KARACHI: The family of renowned rights activist Perween Rahman — who was gunned down in Karachi in 2013 — has decided to move the Supreme Court against the Sindh High Court’s (SHC) verdict acquitting all five men sentenced in her murder case.
Aqeela Ismail, sister of the slain rights activist, told Geo News that the verdict is "beyond comprehension".
"Everything was clear both the joint investigation teams found the suspects guilty [of her murder]; however, every thing was ended today," she highlighted, lamenting that neither were they heard nor given an opportunity in the SHC.
She said that the lives of her family members and the employees of the Orangi Pilot Project were in danger after the release of the suspects.

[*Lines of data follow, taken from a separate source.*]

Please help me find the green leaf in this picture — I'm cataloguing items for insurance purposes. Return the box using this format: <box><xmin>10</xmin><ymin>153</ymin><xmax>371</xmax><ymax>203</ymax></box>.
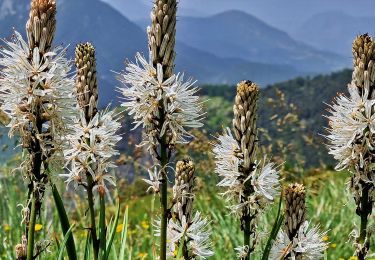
<box><xmin>83</xmin><ymin>232</ymin><xmax>91</xmax><ymax>260</ymax></box>
<box><xmin>105</xmin><ymin>201</ymin><xmax>120</xmax><ymax>259</ymax></box>
<box><xmin>262</xmin><ymin>194</ymin><xmax>284</xmax><ymax>260</ymax></box>
<box><xmin>119</xmin><ymin>206</ymin><xmax>129</xmax><ymax>259</ymax></box>
<box><xmin>99</xmin><ymin>194</ymin><xmax>106</xmax><ymax>260</ymax></box>
<box><xmin>51</xmin><ymin>183</ymin><xmax>77</xmax><ymax>260</ymax></box>
<box><xmin>58</xmin><ymin>224</ymin><xmax>75</xmax><ymax>260</ymax></box>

Aqeela urged the authorities to arrest the suspects under the Maintenance of Public Order (MPO) Ordinance, 1960. She also requested the Sindh government to file an appeal against the verdict of the SHC in the murder case immediately.
The slain architect's sister also demanded the federal government provide them with justice.

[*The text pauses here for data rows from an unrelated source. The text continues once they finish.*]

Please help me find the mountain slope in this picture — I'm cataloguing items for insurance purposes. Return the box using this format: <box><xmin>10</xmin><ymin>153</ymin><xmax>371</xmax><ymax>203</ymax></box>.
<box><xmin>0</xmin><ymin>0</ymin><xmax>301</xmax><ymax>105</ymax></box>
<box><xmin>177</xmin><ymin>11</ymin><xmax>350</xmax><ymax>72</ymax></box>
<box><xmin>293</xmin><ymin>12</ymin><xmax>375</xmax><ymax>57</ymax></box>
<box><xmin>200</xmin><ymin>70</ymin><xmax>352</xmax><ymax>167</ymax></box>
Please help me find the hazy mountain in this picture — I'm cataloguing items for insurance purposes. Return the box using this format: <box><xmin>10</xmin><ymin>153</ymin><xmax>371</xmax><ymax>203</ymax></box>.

The SHC allowed the appeals of accused Rahim Swati, Amjad Hussain, Ayaz Swati, Ahmed Hussain and Imran Swati against their sentences in the murder case and declared their sentences null and void.
In its decision, the SHC said that if the accused are not wanted in other cases, they should be released.

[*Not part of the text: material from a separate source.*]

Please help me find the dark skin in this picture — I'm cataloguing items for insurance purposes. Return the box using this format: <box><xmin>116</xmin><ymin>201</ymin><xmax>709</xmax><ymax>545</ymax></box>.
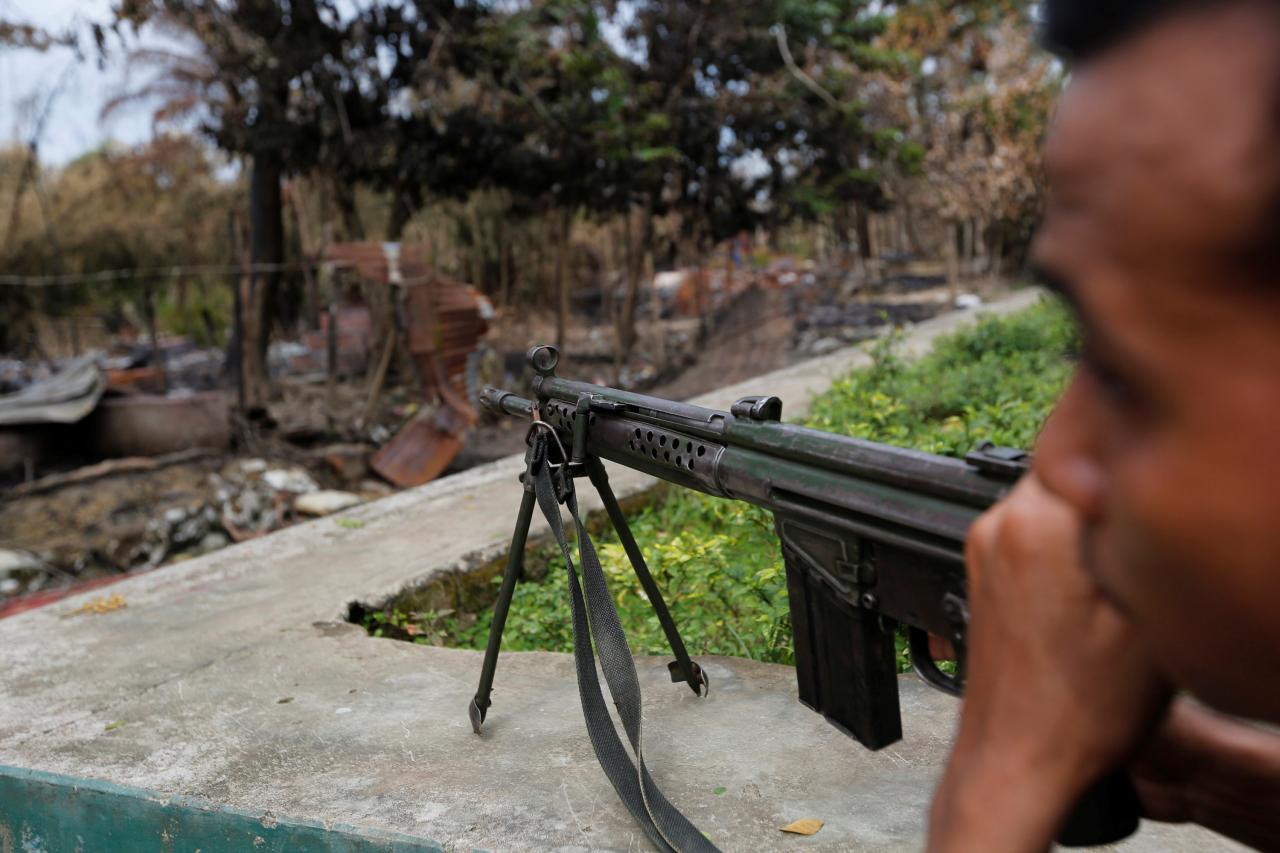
<box><xmin>929</xmin><ymin>1</ymin><xmax>1280</xmax><ymax>852</ymax></box>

Rahman, who was a renowned urban planner and social activist, was murdered in a drive-by shooting on her car at the Banaras flyover a few minutes after she left her office for home on March 13, 2013.
The accused named in her murder case were sentenced to double life terms by an anti-terrorism court in December, 2021. The fifth accused, Imran Swati, was awarded a sentence of seven years for being an accomplice in the murder of Rehman.
Earlier this month, the SHC had dismissed an application filed by a complainant in Rahman’s murder case for the inclusion of additional evidence, observing that the evidence was already in the knowledge of the prosecution.
Auqila Ismail had filed application with the SHC on appeals filed by convicts against their convictions, submitting that she came to know that main appellant Mohammad Rahim Swati had also admitted to the murder in a private television channel interview.
She said the contents of the private channel’s interview materially corroborate the confession of appellant Swati and proved that the motive behind the murder was a dispute between the appellant and Rahman over a piece of land of the OPP.
The court was requested to take the additional evidence, in relation to the video recording of the interview of the appellant, by itself or direct that it be taken up by the trial court.
A division bench, headed by Justice Mohammad Karim Khan Agha, after hearing the arguments of the counsel and the additional prosecutor general, observed that the additional evidence was not necessary as the trial court had already believed one of the confessions of the appellant though it was retracted by him.